WASHINGTON - The discovery of mad cow disease in a Washington state Holstein - confirmed yesterday by British veterinary pathologists - has focused new attention on whether animals too disabled to walk to slaughter should be banned from the U.S. food supply.
The animal that was tested had been flagged in the first place because it had been partially paralyzed, apparently after complications in delivering a calf, said W. Ron DeHaven, the Department of Agriculture's chief veterinarian.
The cow came from a dairy farm, where its career as a milk producer was over.
Animal welfare groups argue that such nonambulatory, or so-called downer, cows are more likely to carry or die from infectious diseases. They are calling on Agriculture Secretary Ann M. Veneman to bar them from meat-processing plants.
"Anything's on the table at this point," DeHaven said yesterday. Changing the way downers are handled, he added, is among "a number of things we might or might not do."
He declined to detail the measures under discussion.
The USDA noted this year that data from Europe, where mad cow disease previously emerged, indicate that downer cattle "have a greater incidence of BSE," or bovine spongiform encephalopathy, the scientific name for mad cow disease.

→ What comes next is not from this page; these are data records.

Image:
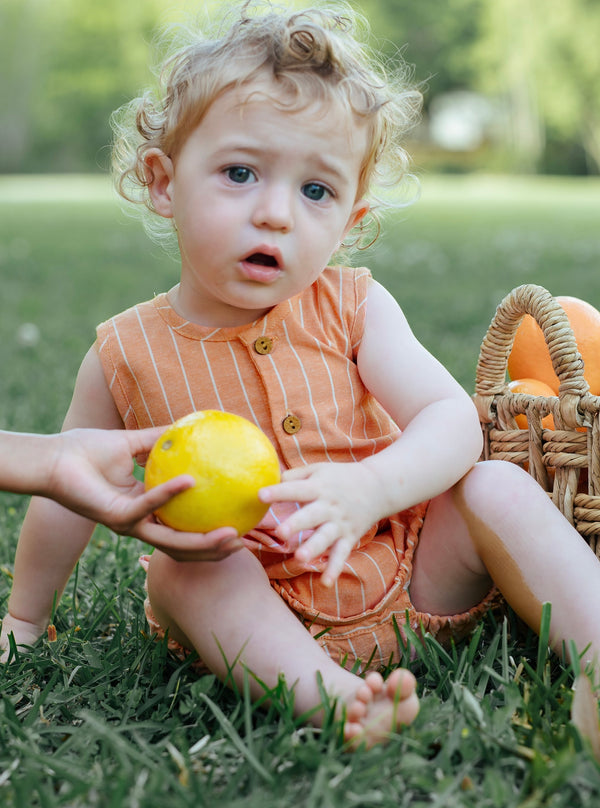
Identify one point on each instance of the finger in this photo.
(165, 491)
(289, 491)
(309, 517)
(142, 440)
(224, 540)
(145, 504)
(337, 559)
(320, 541)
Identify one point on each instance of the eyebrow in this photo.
(322, 163)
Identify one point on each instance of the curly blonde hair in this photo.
(312, 55)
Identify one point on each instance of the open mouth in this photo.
(264, 260)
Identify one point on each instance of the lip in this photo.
(262, 272)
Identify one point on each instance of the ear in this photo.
(160, 174)
(357, 214)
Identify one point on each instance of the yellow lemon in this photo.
(230, 458)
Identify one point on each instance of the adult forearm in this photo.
(25, 463)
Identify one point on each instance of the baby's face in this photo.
(262, 198)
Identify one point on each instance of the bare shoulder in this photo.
(92, 404)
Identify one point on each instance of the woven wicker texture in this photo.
(565, 461)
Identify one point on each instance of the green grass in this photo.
(105, 716)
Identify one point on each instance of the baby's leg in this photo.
(228, 611)
(498, 525)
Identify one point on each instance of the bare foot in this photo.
(25, 633)
(380, 707)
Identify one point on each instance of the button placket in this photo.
(263, 345)
(291, 424)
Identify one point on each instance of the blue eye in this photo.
(315, 191)
(239, 174)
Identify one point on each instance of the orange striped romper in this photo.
(294, 374)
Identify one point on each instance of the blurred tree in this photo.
(543, 56)
(65, 65)
(69, 64)
(437, 38)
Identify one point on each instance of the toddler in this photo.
(261, 155)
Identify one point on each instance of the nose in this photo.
(274, 208)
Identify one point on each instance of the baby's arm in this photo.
(440, 442)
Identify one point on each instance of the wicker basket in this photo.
(565, 460)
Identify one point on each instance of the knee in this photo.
(500, 482)
(167, 577)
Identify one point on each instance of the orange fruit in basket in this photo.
(230, 458)
(530, 357)
(532, 387)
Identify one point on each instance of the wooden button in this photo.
(263, 345)
(292, 424)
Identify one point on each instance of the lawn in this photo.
(106, 717)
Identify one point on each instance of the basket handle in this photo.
(490, 378)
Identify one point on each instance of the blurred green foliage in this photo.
(65, 65)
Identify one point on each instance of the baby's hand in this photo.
(342, 501)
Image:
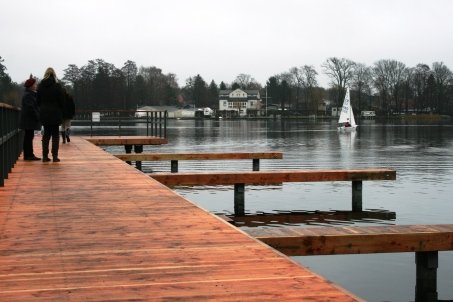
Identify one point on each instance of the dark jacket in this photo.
(69, 107)
(50, 101)
(29, 117)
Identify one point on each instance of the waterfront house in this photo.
(239, 103)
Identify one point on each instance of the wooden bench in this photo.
(240, 179)
(425, 240)
(128, 142)
(175, 157)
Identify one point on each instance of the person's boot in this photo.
(63, 135)
(45, 149)
(55, 147)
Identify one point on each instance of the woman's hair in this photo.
(50, 73)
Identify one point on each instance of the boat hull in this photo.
(347, 129)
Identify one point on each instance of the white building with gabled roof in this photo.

The first known U.S. case of mad cow disease was announced Monday based on USDA tests in Ames, Iowa.
Samples were sent to a laboratory in Waybridge, England, that specializes in the disease. Scientists there agreed yesterday with the U.S. analysis of the Iowa test and expect to conduct further testing over the next several days.
Agriculture officials have stressed that they consider the health risk to consumers to be extremely low. The slaughterhouse that processed the diseased cow, Verns Moses Lake Meats of Moses Lake, Wash., voluntarily recalled 10,410 pounds of meat, all that was handled the day the animal was killed.
A case of mad cow disease surfaced in Canada in May. That animal also was unable to walk on its own. At that point, Consumers Union urged Veneman to "at a minimum" test all downed animals for the infectious disease, which can lead to a fatal illness in humans.
Animal rights groups estimate that of the 35 million to 40 million cattle slaughtered each year in the United States, 130,000 to 190,000 - about 1 percent - are sent to meatpackers because they've been disabled.